Ted Powell

Personal information
- Date of birth: 1940
- Place of birth: Sheffield, England
- Date of death: 22 September 2005 (aged 64–65)
- Position: Wing-half

Senior career*
- Years: Team / Apps / (Gls)
- Loughborough College
- Sutton United
- 1970–1972: Wycombe Wanderers / 76 / (0)

International career
- Great Britain
- England Amateurs / 51

Managerial career
- 1976–1977: Wycombe Wanderers
- 1977–1983: Malawi
- England U18

= Ted Powell =

English football manager (1940–2005)

Edward W. Powell (1940 – 22 September 2005) was an English amateur footballer who went on to coach the Malawi national team and the England Under-18 side which won the European Championship in 1993. Powell was a teacher at Sutton Grammar School in the late 1960s and early 1970s when he played amateur football for Sutton United.

==Early life==
Powell was brought up in Sheffield where he attended King Edward VII School from 1952 to 1959. He played in both the football and cricket First XIs.

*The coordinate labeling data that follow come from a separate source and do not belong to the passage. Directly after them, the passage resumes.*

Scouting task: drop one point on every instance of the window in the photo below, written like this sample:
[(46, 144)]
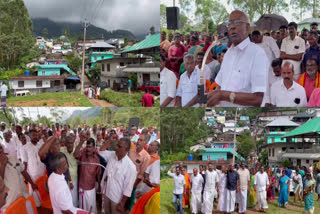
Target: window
[(20, 84), (39, 83), (57, 83)]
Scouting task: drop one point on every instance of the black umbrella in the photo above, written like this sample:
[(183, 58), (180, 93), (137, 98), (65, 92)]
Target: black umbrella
[(270, 22)]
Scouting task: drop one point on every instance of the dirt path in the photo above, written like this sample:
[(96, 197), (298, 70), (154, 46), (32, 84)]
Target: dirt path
[(100, 103)]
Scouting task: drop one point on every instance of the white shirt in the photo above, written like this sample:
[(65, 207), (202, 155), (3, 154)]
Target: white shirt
[(211, 179), (60, 194), (261, 181), (188, 87), (293, 47), (178, 183), (222, 182), (10, 148), (154, 172), (4, 90), (30, 155), (245, 69), (283, 97), (197, 182), (168, 86), (121, 176)]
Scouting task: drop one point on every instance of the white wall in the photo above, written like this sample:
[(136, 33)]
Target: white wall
[(28, 84)]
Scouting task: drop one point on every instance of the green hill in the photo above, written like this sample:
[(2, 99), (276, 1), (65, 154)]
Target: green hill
[(56, 29)]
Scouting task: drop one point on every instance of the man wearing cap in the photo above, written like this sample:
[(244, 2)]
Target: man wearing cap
[(314, 28)]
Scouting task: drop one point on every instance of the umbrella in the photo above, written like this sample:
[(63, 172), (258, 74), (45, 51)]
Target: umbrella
[(271, 22)]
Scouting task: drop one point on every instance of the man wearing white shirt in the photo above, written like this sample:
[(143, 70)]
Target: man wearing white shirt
[(59, 191), (222, 189), (10, 146), (196, 189), (3, 194), (34, 166), (168, 84), (188, 83), (179, 188), (288, 93), (292, 49), (261, 184), (244, 177), (243, 76), (4, 90), (210, 189), (119, 177), (274, 77)]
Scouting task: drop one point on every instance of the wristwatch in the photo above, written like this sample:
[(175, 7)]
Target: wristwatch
[(232, 96)]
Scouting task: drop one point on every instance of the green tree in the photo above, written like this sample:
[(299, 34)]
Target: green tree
[(16, 33), (163, 18), (152, 30), (246, 144), (257, 8), (45, 33), (183, 127)]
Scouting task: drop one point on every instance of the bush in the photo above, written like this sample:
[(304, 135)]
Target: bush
[(124, 99)]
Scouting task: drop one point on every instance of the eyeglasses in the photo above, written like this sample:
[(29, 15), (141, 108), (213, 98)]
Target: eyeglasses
[(236, 22)]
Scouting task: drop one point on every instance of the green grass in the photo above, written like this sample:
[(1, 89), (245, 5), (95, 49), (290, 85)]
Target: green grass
[(167, 207), (51, 99), (122, 99)]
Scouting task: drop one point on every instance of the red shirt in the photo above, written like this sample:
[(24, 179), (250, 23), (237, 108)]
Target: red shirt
[(147, 100)]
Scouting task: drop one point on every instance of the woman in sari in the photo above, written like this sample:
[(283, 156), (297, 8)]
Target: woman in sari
[(318, 183), (284, 190), (308, 195), (186, 197), (252, 198)]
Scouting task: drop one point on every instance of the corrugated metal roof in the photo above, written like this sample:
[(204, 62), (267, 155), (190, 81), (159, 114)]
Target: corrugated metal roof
[(150, 42), (102, 45), (312, 127), (38, 78), (142, 70), (311, 156), (282, 122)]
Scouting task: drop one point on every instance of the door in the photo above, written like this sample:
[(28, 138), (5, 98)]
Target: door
[(145, 78)]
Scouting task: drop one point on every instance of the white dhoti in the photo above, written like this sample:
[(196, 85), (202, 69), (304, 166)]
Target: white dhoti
[(88, 199), (230, 200), (35, 195), (195, 202), (222, 200), (262, 199), (207, 204), (74, 194), (242, 200)]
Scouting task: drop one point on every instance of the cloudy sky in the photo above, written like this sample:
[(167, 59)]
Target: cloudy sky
[(287, 14), (134, 15)]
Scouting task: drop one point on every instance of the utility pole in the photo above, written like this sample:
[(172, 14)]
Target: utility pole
[(86, 24), (234, 138)]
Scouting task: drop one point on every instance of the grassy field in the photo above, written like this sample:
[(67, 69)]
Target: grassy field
[(122, 99), (51, 99), (167, 207)]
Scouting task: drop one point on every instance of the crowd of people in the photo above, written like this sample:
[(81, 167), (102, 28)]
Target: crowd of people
[(245, 67), (236, 187), (118, 164)]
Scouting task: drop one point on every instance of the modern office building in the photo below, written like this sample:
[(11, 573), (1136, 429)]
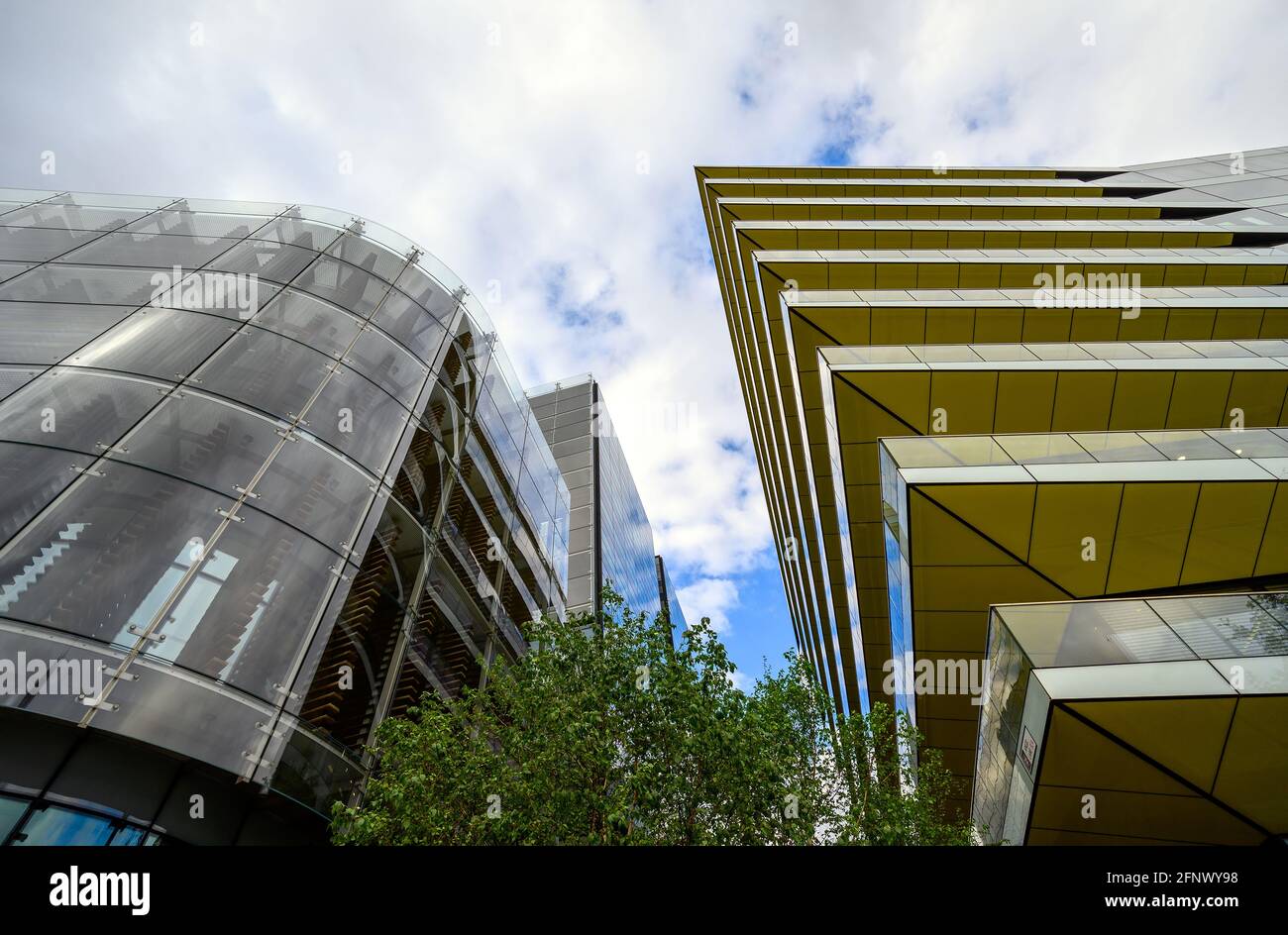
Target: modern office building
[(268, 476), (609, 536), (1136, 721), (868, 303)]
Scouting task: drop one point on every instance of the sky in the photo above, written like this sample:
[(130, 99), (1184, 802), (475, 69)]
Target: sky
[(545, 153)]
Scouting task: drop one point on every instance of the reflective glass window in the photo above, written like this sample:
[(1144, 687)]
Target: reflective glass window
[(76, 410), (267, 371), (91, 285), (387, 365), (150, 250), (158, 342), (37, 245), (410, 324), (46, 333), (360, 419), (266, 260), (347, 286), (310, 321)]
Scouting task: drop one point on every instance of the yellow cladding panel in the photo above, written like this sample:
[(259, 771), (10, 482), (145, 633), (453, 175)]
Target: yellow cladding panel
[(1024, 401), (1073, 535), (1082, 401), (1141, 399), (1228, 531), (903, 394), (961, 402), (1258, 395), (1198, 399), (1003, 513), (1153, 528)]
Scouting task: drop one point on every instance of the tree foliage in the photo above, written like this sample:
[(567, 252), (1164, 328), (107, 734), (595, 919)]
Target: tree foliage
[(610, 736)]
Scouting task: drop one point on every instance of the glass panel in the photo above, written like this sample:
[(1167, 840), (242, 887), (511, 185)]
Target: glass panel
[(314, 489), (93, 285), (76, 410), (95, 565), (387, 365), (297, 232), (13, 378), (1043, 450), (310, 321), (52, 826), (1093, 634), (410, 324), (204, 441), (37, 245), (374, 258), (359, 419), (156, 342), (198, 223), (267, 371), (11, 813), (266, 260), (30, 478), (62, 217), (429, 294), (947, 451), (147, 250), (1252, 442), (1186, 446), (347, 286), (46, 333), (244, 616), (1117, 446), (1225, 626)]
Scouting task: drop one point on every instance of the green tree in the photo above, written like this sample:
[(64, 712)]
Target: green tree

He spent time with Loughborough College.

==Football career==
Powell was an amateur footballer. In the early 1960s he played for Yorkshire Amateur in the Yorkshire league. In the late 1960s and early 1970s he was a wing-half for Sutton United and Wycombe Wanderers, later managing both clubs, and represented both England Amateurs (51 caps) and the Great Britain Olympic team. In the 1968–69 season he broke his leg. He was also a member of the British national side which failed to qualify for the 1972 Summer Olympics.

He became a coach for The FA and later at Spurs at youth level. He was National Football Coach in Malawi from 1977 to 1983, during which time the team won the East and Central African challenge cup twice.

He coached the England Under-18 side to the 1993 UEFA European Under-18 Football Championship; the team included Paul Scholes, Gary Neville, Nicky Butt, Sol Campbell and Robbie Fowler.